My last voluntary job was as a troubleshooter when a local retail street had a mini overhaul. The length of the street was dug up and repaved with motorway grade pave (very strong stuff) and the old lighting was taken out and brand new lights were put in. I agreed to act as the troubleshooter between the traders, local council and contractors. Traders panic a lot and it was a long month but it was a very loud swan song and when the street was re-opened officially then I was a happy person – I’d done something really well. It’s difficult being a woman in what is still (in those circles at least) largely a man’s world and to be treated as an equal along with senior management is great. After nearly 40 years of voluntary work I was glad to stop.

Of course you never really stop. I still have contacts from those days and for some of them I’m still the person they ring when they want to know the truth about a situation. One person rang me today and said she always says that I’m still her “go to” person. It’s nice to be thought of in that way, we all need to feel special.

One of the things I enjoyed most was visual auditing which is simply writing down all that is wrong with a particular, smallish, area and getting things put right. I was damned good at it and the boys in the Crime Reduction Unit of the police force I did it for acknowledged that I was the best. It’s good beating the boys at their own game.

Then personnel issues arose with two senior police officers and I was told that, even though I’d gone through formal vetting & interview procedures, I wasn’t wanted as a volunteer. More recently I’ve been trying to doing some of the same voluntary work and the senior officer has been less than welcoming.

It’s a big disappointment when someone you liked and respected as a sergeant suddenly becomes a less than decent inspector and it’s as if they’ve left their respect for everybody (including themselves) behind. The outcome is that there’s been a little bit of discriminatory language bandied around and he’s shocked that I can think that of him, after all he’s had mental health problems in the past. We all know that there’s no discrimination by people with mental health problems towards people with mental health problems in the same way don’t we? Of course we do – but only in the imaginations of people who aren’t quite in touch with the reality of the discrimination we face daily.

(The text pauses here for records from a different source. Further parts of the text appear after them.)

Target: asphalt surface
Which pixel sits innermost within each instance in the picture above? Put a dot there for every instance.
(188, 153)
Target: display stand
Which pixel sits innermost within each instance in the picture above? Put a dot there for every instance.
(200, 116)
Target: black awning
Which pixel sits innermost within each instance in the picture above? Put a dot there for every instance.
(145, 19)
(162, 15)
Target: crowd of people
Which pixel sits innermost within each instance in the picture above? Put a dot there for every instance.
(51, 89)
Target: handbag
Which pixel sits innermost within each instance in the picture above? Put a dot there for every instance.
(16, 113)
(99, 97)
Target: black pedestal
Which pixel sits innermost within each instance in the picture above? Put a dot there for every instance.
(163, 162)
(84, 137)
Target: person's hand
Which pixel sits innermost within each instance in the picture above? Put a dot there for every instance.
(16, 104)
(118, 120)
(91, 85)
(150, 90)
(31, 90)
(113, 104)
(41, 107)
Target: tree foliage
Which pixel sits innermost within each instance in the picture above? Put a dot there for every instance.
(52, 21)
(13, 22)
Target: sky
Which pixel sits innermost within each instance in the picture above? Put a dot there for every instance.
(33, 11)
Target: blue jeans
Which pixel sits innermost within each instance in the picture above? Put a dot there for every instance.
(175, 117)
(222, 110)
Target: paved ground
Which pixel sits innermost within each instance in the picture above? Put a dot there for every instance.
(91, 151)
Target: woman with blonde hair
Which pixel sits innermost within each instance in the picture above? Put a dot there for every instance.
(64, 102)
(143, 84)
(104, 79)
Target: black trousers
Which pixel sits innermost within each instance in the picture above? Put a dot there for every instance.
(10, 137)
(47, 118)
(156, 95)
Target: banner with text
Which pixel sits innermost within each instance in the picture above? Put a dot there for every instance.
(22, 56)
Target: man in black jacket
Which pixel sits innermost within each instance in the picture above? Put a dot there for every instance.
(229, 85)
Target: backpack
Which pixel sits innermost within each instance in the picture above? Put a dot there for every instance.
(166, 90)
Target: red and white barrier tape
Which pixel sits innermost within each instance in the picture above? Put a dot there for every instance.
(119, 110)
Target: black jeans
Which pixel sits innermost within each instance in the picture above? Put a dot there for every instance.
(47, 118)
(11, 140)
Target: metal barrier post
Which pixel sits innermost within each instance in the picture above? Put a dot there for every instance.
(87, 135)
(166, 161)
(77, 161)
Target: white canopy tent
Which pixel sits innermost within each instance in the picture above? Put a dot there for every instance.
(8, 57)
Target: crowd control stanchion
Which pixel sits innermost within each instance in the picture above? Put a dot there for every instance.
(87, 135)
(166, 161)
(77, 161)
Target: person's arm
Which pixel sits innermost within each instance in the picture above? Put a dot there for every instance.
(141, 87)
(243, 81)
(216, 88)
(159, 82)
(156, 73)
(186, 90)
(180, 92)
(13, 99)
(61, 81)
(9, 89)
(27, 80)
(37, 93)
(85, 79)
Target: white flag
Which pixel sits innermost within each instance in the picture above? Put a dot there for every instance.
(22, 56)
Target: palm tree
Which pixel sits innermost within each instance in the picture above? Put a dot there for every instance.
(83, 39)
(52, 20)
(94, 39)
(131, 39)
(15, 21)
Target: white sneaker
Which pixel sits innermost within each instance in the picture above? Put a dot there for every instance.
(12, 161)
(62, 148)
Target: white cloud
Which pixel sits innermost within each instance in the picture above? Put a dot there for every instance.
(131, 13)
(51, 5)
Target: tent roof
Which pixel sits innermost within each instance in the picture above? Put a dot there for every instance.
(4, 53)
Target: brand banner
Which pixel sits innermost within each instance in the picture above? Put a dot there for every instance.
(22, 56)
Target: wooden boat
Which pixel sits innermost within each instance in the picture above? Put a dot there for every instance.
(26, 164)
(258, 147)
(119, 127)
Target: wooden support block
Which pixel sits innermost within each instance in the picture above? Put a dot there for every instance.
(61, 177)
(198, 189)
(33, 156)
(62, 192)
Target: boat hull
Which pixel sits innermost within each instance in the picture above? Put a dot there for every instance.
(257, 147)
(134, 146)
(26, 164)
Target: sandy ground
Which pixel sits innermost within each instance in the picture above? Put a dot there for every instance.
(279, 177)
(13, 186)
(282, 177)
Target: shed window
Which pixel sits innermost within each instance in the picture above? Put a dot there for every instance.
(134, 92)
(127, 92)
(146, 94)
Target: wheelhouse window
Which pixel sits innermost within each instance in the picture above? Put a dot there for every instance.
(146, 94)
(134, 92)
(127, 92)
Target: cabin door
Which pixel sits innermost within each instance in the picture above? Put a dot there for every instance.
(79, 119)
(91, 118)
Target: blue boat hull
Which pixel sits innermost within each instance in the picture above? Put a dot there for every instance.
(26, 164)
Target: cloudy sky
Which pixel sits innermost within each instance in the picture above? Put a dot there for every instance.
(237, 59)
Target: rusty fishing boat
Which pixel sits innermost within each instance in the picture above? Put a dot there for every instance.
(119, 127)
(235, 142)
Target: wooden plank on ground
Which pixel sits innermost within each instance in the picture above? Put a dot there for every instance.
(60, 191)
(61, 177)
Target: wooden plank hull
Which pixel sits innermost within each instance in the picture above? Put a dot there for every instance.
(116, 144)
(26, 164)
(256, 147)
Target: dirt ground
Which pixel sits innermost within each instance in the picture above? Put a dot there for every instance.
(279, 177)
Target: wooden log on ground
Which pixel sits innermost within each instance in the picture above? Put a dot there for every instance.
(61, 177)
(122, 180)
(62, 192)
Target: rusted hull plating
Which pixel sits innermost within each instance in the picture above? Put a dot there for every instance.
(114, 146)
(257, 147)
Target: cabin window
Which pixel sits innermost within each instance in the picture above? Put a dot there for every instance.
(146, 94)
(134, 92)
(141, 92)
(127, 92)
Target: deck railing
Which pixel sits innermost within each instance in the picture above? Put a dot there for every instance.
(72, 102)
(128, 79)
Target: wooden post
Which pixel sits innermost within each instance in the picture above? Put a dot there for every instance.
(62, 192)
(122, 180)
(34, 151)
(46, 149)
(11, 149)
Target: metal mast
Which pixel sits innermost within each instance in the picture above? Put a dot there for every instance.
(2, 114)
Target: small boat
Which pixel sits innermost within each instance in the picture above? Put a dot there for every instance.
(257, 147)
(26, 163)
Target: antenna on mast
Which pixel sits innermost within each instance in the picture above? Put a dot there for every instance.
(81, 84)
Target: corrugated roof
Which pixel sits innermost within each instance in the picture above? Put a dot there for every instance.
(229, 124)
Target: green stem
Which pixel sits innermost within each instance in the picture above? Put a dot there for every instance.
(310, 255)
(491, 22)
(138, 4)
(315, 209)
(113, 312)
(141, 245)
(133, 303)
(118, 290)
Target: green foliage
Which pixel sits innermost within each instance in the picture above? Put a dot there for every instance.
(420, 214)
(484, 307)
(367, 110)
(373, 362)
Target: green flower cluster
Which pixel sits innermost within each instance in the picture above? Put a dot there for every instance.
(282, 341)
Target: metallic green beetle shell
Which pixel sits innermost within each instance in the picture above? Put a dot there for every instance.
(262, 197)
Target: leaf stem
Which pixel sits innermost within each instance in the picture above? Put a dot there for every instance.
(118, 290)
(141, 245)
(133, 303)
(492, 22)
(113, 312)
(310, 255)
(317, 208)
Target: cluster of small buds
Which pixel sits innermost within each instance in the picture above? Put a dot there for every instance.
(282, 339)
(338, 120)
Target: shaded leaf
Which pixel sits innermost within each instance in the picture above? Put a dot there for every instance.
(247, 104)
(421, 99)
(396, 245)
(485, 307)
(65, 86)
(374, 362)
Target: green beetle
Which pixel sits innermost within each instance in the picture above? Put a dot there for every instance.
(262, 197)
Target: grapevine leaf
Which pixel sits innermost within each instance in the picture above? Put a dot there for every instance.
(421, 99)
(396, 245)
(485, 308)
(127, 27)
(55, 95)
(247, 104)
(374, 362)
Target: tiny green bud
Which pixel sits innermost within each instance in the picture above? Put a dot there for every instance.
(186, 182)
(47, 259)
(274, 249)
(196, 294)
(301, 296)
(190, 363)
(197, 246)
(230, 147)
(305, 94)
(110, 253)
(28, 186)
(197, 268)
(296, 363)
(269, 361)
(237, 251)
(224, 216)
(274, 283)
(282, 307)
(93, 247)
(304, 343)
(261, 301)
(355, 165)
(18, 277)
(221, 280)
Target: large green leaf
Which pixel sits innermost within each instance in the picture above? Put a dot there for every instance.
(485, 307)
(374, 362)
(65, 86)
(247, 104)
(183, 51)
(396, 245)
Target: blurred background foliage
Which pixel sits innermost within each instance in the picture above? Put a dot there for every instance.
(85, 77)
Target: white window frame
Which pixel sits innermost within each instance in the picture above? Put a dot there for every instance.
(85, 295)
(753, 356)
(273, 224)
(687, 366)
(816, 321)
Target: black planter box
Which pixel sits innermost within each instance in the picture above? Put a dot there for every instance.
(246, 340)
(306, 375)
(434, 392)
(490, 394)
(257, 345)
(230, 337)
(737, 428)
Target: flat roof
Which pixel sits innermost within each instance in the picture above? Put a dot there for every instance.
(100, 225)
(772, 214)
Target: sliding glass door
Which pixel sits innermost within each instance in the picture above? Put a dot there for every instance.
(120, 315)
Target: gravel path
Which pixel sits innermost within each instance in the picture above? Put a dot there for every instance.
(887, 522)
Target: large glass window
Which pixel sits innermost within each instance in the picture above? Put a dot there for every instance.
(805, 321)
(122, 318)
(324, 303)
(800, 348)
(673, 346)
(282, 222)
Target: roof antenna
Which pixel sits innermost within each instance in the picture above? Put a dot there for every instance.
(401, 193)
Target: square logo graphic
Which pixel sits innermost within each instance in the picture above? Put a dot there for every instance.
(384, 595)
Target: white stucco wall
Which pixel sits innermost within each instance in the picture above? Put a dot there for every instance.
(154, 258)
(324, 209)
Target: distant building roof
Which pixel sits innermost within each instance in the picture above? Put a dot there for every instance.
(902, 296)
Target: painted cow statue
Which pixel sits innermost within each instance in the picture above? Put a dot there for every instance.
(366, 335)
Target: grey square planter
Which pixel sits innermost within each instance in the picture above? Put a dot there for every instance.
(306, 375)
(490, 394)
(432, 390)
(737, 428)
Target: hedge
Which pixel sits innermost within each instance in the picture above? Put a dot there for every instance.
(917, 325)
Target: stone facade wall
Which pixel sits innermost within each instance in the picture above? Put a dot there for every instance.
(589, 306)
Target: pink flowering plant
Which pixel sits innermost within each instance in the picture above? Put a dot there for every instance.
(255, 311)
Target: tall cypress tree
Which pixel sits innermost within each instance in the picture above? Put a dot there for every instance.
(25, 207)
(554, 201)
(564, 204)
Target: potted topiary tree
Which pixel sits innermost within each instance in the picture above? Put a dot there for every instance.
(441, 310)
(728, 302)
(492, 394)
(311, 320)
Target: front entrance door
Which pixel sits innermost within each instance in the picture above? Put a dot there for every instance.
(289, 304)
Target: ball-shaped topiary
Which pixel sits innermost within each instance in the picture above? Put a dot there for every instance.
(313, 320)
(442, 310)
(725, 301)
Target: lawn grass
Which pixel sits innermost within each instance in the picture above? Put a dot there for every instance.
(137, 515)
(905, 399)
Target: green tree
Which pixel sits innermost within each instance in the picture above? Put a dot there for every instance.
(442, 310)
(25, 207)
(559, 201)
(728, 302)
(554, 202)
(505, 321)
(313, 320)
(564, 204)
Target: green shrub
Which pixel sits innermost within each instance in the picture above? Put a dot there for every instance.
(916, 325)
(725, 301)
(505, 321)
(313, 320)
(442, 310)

Anyway the upshot is that if I still want to be a volunteer (which I certainly don’t) then one of his junior officers will be talking to me. When he does I’ll send him back with a quote which will have to be translated from Anglo Saxon and then I’ll walk away.

I think me and voluntary work are truly over and I can still look after my community by being the “go to” person for the woman I was speaking to today. Respect for other people is inexpensive, disrespect is cheap but staying around and letting people disrespect you is cheaper still. I’m too valuable to be misused and people who try to do that don’t get a second chance these days.